Haber: Bahar SANCAR
BM Genel Sekreteri’nin Kıbrıs Özel Temsilcisi Colin Stewart, görev süresinin sona ermesi öncesinde Rum basınına yaptığı açıklamada, iki devletli çözümün uluslararası toplum nezdinde bir karşılığı olmadığını vurguladı. Kıbrıs sorununun çözülmemesi halinde Kuzey’in fiilen Türkiye’ye benzeyen bir yapıya dönüşme riski taşıdığını belirten Stewart, taraflar arasında güven eksikliği ve uzlaşmaya yönelik ciddi isteksizlik gözlemlediğini ifade etti.
BM Genel Sekreteri’nin Kıbrıs Özel Temsilcisi Colin Stewart’ın bu açıklamalarına, sert tepkiler ise ardı ardına geldi.
Ergün Olgun: Sınırları aşan bir ifade
Gündem Kıbrıs’tan Bahar Sancar’a konuşan Cumhurbaşkanlığı eski özel temsilcisi Ergün Olgun, Stewart’ın bu açıklamalarını şiddetle kınadığını söyleyerek, Kıbrıs sorununu çıkmaya sürükleyenin yine Birleşmiş Milletler olduğunu ve adada tarafsız davranmadığının altını çizdi. Olgun, “Stewart’ın açıklamalarını ön yargılı gördüğünü ifade ederek, “Her şeyden önce benim kanaatime göre, Birleşmiş Milletler (BM) Sekreteri Antonio Guterress’in ‘Kıbrıs’ta ortak bir zemin yok sözcüğü çok önemlidir. Tarafların görüşlerinin farklı olduğunu ve iki tarafın görüşlerine de saygı duyduğunu ifade eden bir söylem olduğunu düşünüyorum” dedi.
Konuşmasının devamında Olgun, “Stewart ön yargılı bir açıklama yaptı ve Kıbrıslı Türklerin eşit statüsünü savunması gerekirken, Kıbrıslı Türklerin eşit statüsünü reddeden bir açıklamaya imza attı. Stewart’ın adada iki devlete dayalı bir çözümün mümkün olmadığını söylemesi sınırları aşan bir ifadedir ve şiddetle kınıyorum” ifadelerini kullandı.

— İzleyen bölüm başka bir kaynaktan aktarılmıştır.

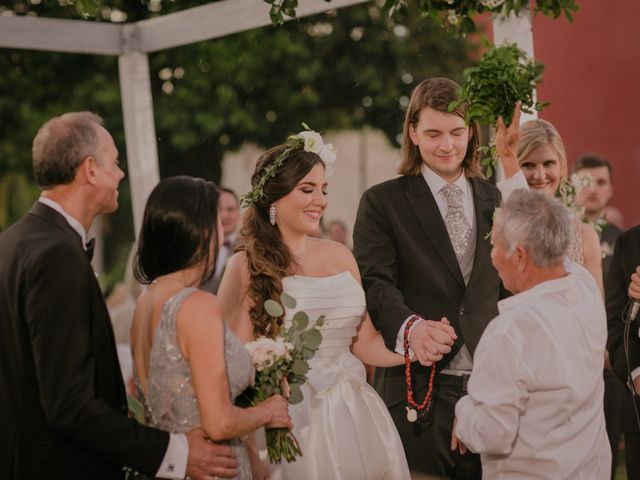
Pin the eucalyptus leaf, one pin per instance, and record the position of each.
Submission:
(296, 395)
(136, 409)
(311, 338)
(300, 367)
(300, 320)
(273, 308)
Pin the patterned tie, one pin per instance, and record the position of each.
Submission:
(89, 246)
(455, 221)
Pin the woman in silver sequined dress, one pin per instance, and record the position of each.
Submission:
(189, 366)
(533, 156)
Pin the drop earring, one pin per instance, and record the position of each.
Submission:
(272, 214)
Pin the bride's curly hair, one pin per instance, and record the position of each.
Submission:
(268, 258)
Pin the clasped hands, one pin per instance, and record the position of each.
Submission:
(430, 340)
(634, 292)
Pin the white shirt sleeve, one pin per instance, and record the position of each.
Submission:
(174, 463)
(400, 338)
(487, 419)
(512, 184)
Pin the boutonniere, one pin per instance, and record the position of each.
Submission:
(607, 249)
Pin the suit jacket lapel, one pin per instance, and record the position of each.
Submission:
(484, 208)
(426, 209)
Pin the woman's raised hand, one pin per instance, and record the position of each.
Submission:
(506, 141)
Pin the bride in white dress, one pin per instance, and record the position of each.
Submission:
(342, 425)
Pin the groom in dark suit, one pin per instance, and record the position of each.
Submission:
(624, 263)
(421, 242)
(63, 403)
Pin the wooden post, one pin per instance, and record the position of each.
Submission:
(515, 29)
(139, 126)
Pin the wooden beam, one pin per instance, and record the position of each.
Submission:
(216, 20)
(140, 131)
(71, 36)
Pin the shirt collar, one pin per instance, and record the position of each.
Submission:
(73, 223)
(437, 183)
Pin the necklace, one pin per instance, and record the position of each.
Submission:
(413, 409)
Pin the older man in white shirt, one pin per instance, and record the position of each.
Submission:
(534, 408)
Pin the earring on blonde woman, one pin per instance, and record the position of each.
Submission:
(272, 214)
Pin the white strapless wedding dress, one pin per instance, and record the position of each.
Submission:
(342, 425)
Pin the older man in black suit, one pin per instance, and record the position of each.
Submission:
(421, 242)
(625, 271)
(63, 403)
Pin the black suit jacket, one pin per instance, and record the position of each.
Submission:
(626, 257)
(63, 403)
(408, 266)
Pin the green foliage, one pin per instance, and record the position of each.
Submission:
(491, 89)
(350, 69)
(455, 16)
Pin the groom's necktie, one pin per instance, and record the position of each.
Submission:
(89, 246)
(455, 221)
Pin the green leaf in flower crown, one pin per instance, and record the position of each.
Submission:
(300, 320)
(273, 308)
(135, 408)
(288, 301)
(311, 338)
(296, 395)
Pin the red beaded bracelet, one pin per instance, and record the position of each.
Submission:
(413, 409)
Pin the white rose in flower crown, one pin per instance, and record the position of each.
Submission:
(328, 154)
(313, 142)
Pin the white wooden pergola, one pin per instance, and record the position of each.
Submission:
(132, 42)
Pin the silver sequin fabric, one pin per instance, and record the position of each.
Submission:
(170, 403)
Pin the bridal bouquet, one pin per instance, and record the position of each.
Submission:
(503, 77)
(282, 364)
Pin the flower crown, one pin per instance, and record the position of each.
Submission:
(309, 141)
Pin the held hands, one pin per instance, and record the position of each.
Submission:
(431, 340)
(208, 459)
(634, 287)
(455, 441)
(277, 408)
(507, 140)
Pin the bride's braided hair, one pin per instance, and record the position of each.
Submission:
(268, 258)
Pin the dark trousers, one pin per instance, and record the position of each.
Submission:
(427, 442)
(614, 393)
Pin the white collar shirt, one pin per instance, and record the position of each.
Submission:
(534, 408)
(73, 223)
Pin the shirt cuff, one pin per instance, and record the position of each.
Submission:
(400, 337)
(174, 463)
(510, 185)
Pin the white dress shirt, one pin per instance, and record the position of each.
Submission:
(535, 402)
(174, 463)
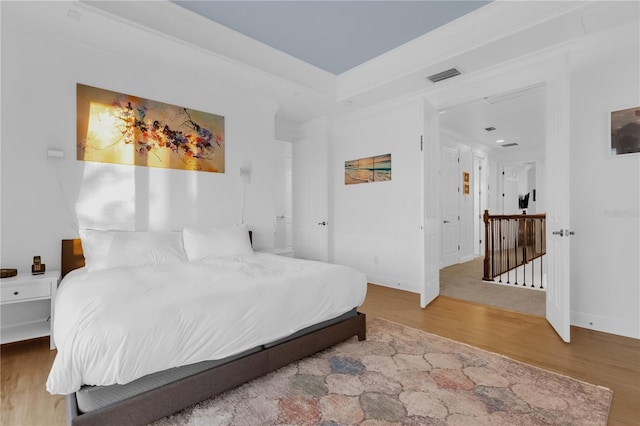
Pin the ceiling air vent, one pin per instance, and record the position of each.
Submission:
(444, 75)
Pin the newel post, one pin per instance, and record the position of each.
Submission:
(487, 259)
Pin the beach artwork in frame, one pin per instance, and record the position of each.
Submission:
(117, 128)
(369, 169)
(625, 131)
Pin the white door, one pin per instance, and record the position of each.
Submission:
(557, 274)
(430, 209)
(282, 219)
(310, 194)
(510, 176)
(450, 187)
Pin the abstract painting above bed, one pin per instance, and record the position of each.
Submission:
(124, 129)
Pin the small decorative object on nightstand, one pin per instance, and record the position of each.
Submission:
(37, 268)
(28, 307)
(7, 273)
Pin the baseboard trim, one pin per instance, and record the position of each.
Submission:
(606, 325)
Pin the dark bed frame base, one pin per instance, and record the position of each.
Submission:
(161, 402)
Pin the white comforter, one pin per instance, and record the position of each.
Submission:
(114, 326)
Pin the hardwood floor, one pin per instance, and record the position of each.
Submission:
(598, 358)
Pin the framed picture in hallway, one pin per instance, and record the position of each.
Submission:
(625, 131)
(369, 169)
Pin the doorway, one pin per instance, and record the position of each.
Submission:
(498, 133)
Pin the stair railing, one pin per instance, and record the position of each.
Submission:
(512, 241)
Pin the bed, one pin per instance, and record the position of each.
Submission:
(165, 377)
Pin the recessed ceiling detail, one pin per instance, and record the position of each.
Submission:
(333, 35)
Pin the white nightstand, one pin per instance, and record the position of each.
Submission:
(28, 306)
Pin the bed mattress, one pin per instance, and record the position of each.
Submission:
(90, 398)
(119, 325)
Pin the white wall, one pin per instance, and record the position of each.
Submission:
(376, 226)
(44, 54)
(605, 199)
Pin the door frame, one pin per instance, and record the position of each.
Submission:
(551, 69)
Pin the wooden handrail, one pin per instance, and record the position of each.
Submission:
(520, 239)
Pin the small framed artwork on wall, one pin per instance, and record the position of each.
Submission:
(465, 183)
(625, 131)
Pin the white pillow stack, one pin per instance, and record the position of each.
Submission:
(124, 249)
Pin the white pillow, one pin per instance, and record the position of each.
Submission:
(122, 249)
(217, 242)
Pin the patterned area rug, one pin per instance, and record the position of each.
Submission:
(403, 376)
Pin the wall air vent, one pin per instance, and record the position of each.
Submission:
(444, 75)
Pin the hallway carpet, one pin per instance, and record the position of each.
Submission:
(464, 281)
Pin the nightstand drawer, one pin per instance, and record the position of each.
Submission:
(21, 292)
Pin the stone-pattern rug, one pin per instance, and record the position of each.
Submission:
(403, 376)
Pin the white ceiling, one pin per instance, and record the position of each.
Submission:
(333, 35)
(495, 33)
(517, 116)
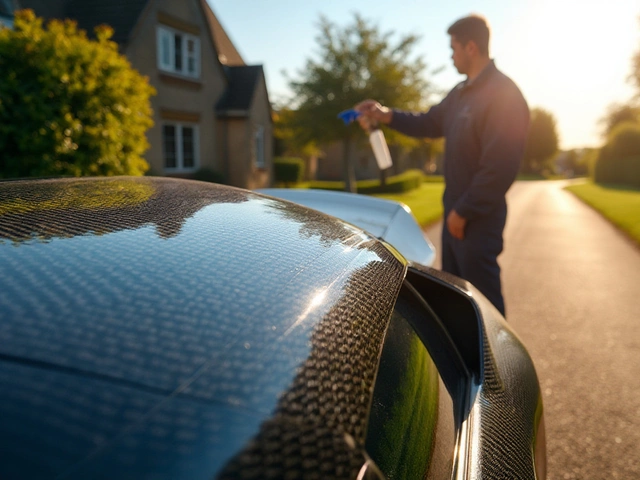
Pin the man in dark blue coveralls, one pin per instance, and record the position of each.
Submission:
(485, 121)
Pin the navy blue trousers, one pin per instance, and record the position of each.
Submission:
(475, 258)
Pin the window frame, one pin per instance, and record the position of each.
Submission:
(179, 147)
(166, 52)
(259, 157)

Olgun, “Kıbrıslı Türklerin müzakere masasındaki pozisyonu eşit ha, eşit statü anlamını taşır. Bir tarafta oturan devlet olacak, onu devlet olarak kabul edeceksiniz, diğer taraf ise bu konumda görülmeyecek. Bunun olmamasını bilmesi lazımdı. Ancak bu durumu Birleşmiş Milletler yarattı ve yarattıkları şartlardan dolayı bunun suçlusu Birleşmiş Milletlerdir” dedi.
Olgun, “Birleşmiş Milletler’in 1964 yılında aldığı 186 no’lu güvenlik konseyi kararı ile Rum yönetiminin Kıbrıs Cumhuriyeti’ni işgal ettiği meşrulaştırıldı. Bunu yapan Birleşmiş Milletler iki taraf arasında denge kurması gerekirken, dengesizlik yaratmaya devam etmektedir. Stewart’ın açıklamalarını kınıyorum” diye konuştu.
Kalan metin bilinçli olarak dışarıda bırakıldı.